Pain in the side of Disney CEO Bob Iger is Mr. Nelson Peltz of Trian Fund Management. Peltz’s firm beneficially owns $3 billion of common stock in The Walt Disney Company. The firm is gearing up for a proxy fight against current Disney leadership. On Thursday, Trian filed a preliminary proxy statement and reopened their RestoreTheMagic.com website, which Mickey Views covered in yesterday’s article.
To spread news of the official relaunch of the “Restore the Magic” campaign, Mr. Peltz appeared on CNBC Network’s Squawk on the Street for a revealing interview.
In his opening remarks, Peltz emphasized he and his beneficiaries love Disney, but are saddened the board does not welcome their input. “Our goal is just to work with them, to help them, and to help them make the company better,” the Trian CEO said. Peltz’s partners in this proxy fight include former Marvel Chairman Isaac Perlmutter and former Disney CFO Jay Rasulo.
Next, Peltz revealed that he and 6 other Trian partners visited Walt Disney World last week. Peltz highlighted the fact that unlike Iger and the board, he visited Disney World as a paying guest without VIP tour guides and without skipping lines.
Giving his trip report to millions watching, Peltz said, “everybody was nice.” “[The] Magic Kingdom and the Hollywood Studios [were] terrific.”
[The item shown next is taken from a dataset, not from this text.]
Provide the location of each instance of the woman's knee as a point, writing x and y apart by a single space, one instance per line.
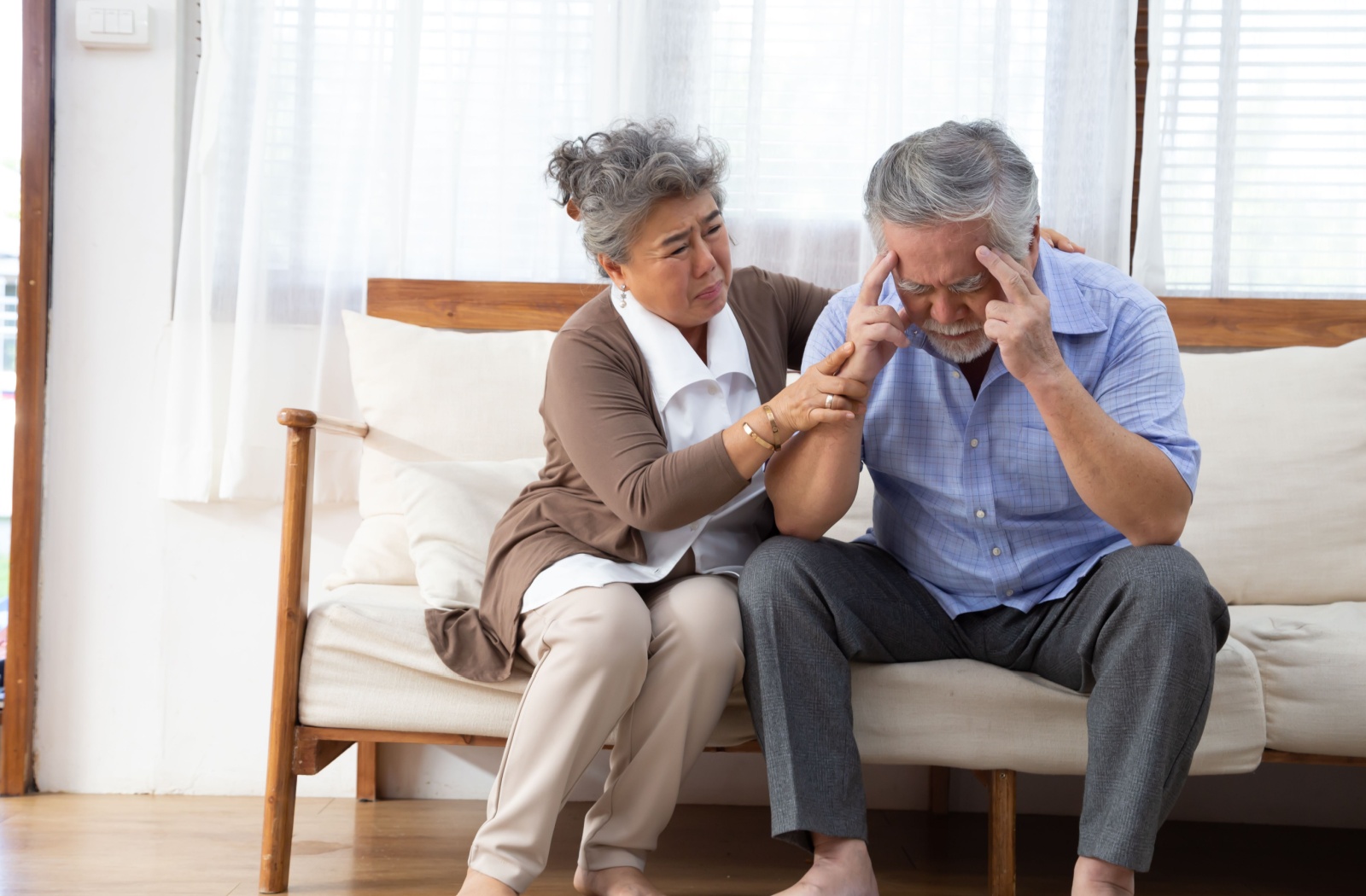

“The people were wonderful, all the employees were smiling and that’s probably in large part because they didn’t own any Disney stock.” Here, Peltz is referring to the sorry state of The Walt Disney Company’s stock. $DIS has continued to falter despite a booming market, even amongst Disney’s self-selected entertainment peers.
“That’s the problem here, Jim. This company is just not being run properly. The board oversight is awful, it really is.”
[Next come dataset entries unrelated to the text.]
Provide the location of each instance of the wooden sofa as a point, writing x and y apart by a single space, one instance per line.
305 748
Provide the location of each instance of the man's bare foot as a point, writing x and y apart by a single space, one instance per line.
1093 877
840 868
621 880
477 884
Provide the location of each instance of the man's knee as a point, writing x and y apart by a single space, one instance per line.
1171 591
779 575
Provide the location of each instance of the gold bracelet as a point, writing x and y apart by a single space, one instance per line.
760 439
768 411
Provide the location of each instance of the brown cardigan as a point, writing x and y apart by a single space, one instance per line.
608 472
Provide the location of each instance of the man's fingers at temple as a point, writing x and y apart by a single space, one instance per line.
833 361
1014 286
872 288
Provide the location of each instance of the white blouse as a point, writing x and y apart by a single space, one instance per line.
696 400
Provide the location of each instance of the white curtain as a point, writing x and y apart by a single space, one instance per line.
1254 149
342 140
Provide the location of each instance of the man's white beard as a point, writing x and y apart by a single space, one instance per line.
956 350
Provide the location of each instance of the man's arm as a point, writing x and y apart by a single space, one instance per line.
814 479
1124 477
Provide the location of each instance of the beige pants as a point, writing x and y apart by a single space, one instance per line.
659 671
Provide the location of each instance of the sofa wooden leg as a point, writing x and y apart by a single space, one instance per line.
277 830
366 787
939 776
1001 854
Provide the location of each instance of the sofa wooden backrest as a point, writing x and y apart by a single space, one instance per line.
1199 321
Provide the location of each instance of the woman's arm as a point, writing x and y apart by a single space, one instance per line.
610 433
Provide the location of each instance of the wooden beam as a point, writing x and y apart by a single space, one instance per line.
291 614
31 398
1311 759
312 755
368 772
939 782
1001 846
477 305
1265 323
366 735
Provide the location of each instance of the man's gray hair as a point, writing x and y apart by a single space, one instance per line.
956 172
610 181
Peltz then turns his attention back to Walt Disney World saying, “the park, as I said, certain rides were great but you can see it’s getting a bit long in the tooth. They need more capital invested.”
Then, Disney’s largest active individual shareholder looks to Epic Universe. “They need more capital invested now because the competition is getting keener. You’ve got Comcast opening 500 acres right down the road in 2 years with a brand new park. They’re also opening parks in [Las Vegas] and Texas.”
Correctly identifying where the true value in Disney resides today, Peltz referred to the Disney Parks. “This is where all the value today in the stock price resides.”
CNBC’s David Faber remarked that this proxy war feels “like it’s déjà vu.” This is a reference to Peltz’s cancelled proxy fight this time last year.
Punching back, Peltz goes after Iger and the current board’s performance. “This board, from Bob to every independent director, has underperformed the S&P on every measure: one year, three years, five years, ten years. How much more do we have to go? How long do we have to continue to suffer with this ‘great’ board?”
On the question of lack of ‘media experience,’ which Peltz is attacked for by Disney, Peltz had an interesting comeback. “By the way, they said I have no media experience. I don’t claim to have any. But I would tell you I don’t think they have much media experience. They broke a record this year. [Did] you know that the last five movies in a row were losers? Now if that comes with ‘media experience,’ I want a guy who doesn’t have ‘media experience.’”
In closing, Peltz reassured shareholders this time the proxy war is the real deal. “I made a run at them last year. They promised they were gonna improve things. I took them at their word. Things got worse. The stock went down. Results got worse. Okay? So no more. I can’t continue to give them more opportunities.”